Calls made to abolish admissions cap for faith-based schools

New Education Secretary urged to end 50 percent restriction at free schools

School classroom

The new secretary of state for education should scrap the 50 percent cap on faith-based school admissions to Jewish schools because it is not the best way to ensure community cohesion, Jewish leaders have said.

In a letter to Justine Greening from the Board of Deputies, sent on Wednesday, Board chief executive Gillian Merron says: “The majority of Jewish schools [are] in favour of the abolition of the 50 percent rule.”

The cap applies to all free schools and decrees that only half of all pupil admissions can be made on the grounds of ethnicity, but the government reshuffle has ushered in new thinking on the issue.

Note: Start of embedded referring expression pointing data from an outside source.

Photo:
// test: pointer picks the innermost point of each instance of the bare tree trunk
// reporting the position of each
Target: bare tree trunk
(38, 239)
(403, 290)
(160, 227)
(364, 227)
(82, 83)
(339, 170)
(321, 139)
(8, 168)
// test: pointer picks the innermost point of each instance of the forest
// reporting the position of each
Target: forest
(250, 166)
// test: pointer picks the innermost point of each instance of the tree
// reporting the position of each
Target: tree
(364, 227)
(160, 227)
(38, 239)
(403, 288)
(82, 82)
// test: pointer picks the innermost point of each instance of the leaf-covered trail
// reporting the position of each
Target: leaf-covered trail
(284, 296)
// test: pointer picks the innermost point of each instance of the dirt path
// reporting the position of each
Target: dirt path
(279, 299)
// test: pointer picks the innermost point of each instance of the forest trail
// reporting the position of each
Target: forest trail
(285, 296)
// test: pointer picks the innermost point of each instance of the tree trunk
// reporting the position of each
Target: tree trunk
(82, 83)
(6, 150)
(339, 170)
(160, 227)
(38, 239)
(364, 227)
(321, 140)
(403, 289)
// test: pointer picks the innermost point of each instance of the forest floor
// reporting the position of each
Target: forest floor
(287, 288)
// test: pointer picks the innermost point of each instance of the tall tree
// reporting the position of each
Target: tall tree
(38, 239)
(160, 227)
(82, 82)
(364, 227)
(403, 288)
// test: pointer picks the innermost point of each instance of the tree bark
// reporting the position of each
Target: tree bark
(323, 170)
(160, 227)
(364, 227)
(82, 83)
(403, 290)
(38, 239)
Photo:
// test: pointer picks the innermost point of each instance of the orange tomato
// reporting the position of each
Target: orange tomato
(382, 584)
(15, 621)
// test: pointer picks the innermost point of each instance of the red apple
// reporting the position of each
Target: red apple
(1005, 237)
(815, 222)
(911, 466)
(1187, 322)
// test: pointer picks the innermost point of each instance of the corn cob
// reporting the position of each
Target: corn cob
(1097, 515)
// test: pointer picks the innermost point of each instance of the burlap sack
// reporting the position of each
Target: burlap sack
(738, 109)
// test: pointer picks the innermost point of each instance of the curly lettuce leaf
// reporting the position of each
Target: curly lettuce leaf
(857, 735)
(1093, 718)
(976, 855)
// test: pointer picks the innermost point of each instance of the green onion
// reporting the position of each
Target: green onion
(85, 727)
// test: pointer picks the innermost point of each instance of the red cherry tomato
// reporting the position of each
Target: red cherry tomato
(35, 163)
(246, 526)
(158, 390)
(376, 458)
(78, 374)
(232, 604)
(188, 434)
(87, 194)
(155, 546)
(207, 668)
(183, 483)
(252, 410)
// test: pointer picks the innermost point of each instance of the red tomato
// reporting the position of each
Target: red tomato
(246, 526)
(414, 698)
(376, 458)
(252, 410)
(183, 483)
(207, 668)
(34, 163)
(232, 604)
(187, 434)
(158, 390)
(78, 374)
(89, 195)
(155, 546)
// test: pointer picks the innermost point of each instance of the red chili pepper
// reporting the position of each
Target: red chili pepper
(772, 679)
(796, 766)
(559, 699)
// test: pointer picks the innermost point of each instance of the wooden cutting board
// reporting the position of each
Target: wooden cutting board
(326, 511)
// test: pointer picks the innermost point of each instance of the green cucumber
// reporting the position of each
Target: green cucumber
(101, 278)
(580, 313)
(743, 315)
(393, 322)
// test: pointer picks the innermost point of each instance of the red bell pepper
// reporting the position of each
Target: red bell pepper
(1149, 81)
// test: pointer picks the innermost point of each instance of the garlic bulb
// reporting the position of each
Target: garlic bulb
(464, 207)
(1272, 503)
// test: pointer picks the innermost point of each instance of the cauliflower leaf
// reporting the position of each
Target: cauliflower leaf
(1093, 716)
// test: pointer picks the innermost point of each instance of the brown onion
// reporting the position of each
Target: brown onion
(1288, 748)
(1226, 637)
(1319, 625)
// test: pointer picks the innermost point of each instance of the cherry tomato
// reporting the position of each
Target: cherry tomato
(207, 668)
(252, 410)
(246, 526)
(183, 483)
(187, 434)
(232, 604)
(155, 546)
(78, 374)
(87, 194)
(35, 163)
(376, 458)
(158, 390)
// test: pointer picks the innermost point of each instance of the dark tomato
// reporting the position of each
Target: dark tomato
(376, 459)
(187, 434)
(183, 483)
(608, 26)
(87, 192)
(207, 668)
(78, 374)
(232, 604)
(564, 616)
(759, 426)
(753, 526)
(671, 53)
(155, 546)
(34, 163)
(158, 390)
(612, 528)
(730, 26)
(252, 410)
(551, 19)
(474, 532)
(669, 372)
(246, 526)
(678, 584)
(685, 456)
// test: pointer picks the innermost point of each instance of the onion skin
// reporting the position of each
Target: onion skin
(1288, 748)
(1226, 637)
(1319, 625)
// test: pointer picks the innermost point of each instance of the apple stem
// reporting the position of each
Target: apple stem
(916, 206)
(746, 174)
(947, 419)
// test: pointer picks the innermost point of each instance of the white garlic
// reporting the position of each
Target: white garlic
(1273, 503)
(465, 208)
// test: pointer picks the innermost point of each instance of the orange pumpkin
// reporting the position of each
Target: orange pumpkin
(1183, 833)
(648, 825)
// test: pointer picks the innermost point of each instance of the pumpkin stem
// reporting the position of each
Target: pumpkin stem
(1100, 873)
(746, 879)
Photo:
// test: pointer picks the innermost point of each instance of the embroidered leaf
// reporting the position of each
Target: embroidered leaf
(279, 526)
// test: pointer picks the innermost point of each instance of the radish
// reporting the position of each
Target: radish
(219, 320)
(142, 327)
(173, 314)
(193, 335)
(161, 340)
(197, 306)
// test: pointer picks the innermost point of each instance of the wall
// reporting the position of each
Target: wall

Nick Timothy, director of the New Schools Network and former chief of staff to Theresa May, is a known critic of the cap, as is Dame Louise Casey, who advises the government on radicalisation in education.

Asking for “a more flexible approach,” the Board tells Greening that the cap has “prevented the creation of more faith-based free schools,” while those that exist “only appeal to people of the faith background”.

Greening’s predecessor as secretary of state for education, Nicky Morgan, was unmoved by Jewish communal protests, but the recent reshuffle has prompted renewed calls, with 68 rabbis penning a letter to Greening last week opposing the cap.